The short-term USD/CAD technicals are neutral-bearish. For today, USD resistance is at 1.3285. Support is at 1.3228.
The Canadian dollar got bitten by Apple. The trillion-dollar tech-behemoth downgraded their earnings outlook for Q1 2020 and that sent global financial markets into a tizzy. Apple said the coronavirus constrained production of iPhones, causing supply shortages which would temporarily affect revenues worldwide. Equity traders quickly realized that if the coronavirus were negatively impacting Apple’s bottom line, other companies with a China-based supply chain would suffer the same fate. Asia equity indices dropped, led by a 1.54% plunge in the Hong Kong Hang Seng Index. European indexes followed suit, and Wall Street is poised to open in negative territory.
The Canadian dollar inched lower, on the shift into negative risk sentiment. The losses were exacerbated by a steep drop in West Texas Intermediate oil prices which dropped from $52.25/barrel on Monday to $50.93 in early Toronto trading. Oil sentiment remains bearish due to the steep drop of demand for crude by China, and Russia’s failure to agree with OPEC’s new proposed production cuts.
The Canadian dollar may also be suffering from the perception that the closure of major Canadian railway lines will be a drag on domestic growth. A group of Indigenous people are opposed to the Coastal GasLink project in BC. Indigenous tribes across Canada have blocked railway lines in support of the opposition.
The Canadian dollar has also been sideswiped from broad US dollar demand. The greenback was in demand against the euro after the German ZEW Survey showed German investor confidence was pummeled by coronavirus fears. Investor Sentiment tumbled to 8.7 compared to 27.7 in January. The Current Conditions Survey widened to -15.7 from -9.5 and EURUSD dropped to 1.0813 from 1.0837.

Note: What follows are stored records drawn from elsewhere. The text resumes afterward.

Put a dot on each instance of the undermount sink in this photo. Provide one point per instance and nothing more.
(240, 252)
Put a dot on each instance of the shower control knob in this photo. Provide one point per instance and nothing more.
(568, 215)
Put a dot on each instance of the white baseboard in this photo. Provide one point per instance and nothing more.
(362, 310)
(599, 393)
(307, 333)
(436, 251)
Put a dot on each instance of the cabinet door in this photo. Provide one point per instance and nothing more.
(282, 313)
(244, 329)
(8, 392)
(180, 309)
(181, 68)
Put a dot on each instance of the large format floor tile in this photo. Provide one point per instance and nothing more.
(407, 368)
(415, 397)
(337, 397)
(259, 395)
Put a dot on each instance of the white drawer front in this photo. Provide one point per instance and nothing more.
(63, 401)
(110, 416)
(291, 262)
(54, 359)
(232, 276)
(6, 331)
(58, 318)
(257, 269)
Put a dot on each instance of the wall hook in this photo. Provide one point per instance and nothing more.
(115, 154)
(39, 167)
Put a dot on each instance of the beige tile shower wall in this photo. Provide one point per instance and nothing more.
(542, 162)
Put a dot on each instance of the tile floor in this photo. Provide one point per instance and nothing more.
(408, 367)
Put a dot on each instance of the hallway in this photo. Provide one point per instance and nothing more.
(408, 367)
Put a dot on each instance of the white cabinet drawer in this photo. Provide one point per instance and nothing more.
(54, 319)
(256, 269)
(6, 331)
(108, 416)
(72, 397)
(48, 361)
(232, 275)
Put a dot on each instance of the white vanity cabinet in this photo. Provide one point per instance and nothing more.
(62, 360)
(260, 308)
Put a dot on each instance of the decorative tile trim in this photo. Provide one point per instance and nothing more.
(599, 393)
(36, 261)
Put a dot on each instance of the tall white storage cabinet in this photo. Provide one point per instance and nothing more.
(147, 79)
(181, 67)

The results are further evidence of the outperformance of the American economy to that of the Eurozone.
The British pound bounced from its overnight low of 1.2972 to 1.3047 following better than expected UK employment data. British employment reached a new high, but the results were tarnished somewhat by the drop in average hourly earnings. Nevertheless, the currency pair is close to its overnight peak in Toronto trading.
USDJPY slipped on the back of fresh demand for safe-haven currencies and a drop in US Treasury yields.
The 10-year yield was 1.59% on Friday and 1.54% today.
Canada December Manufacturing shipments data is expected to rise 0.5% compared to the 0.6% decline in November. A worse than expected result combined with today’s rail blockades would undermine the Canadian dollar.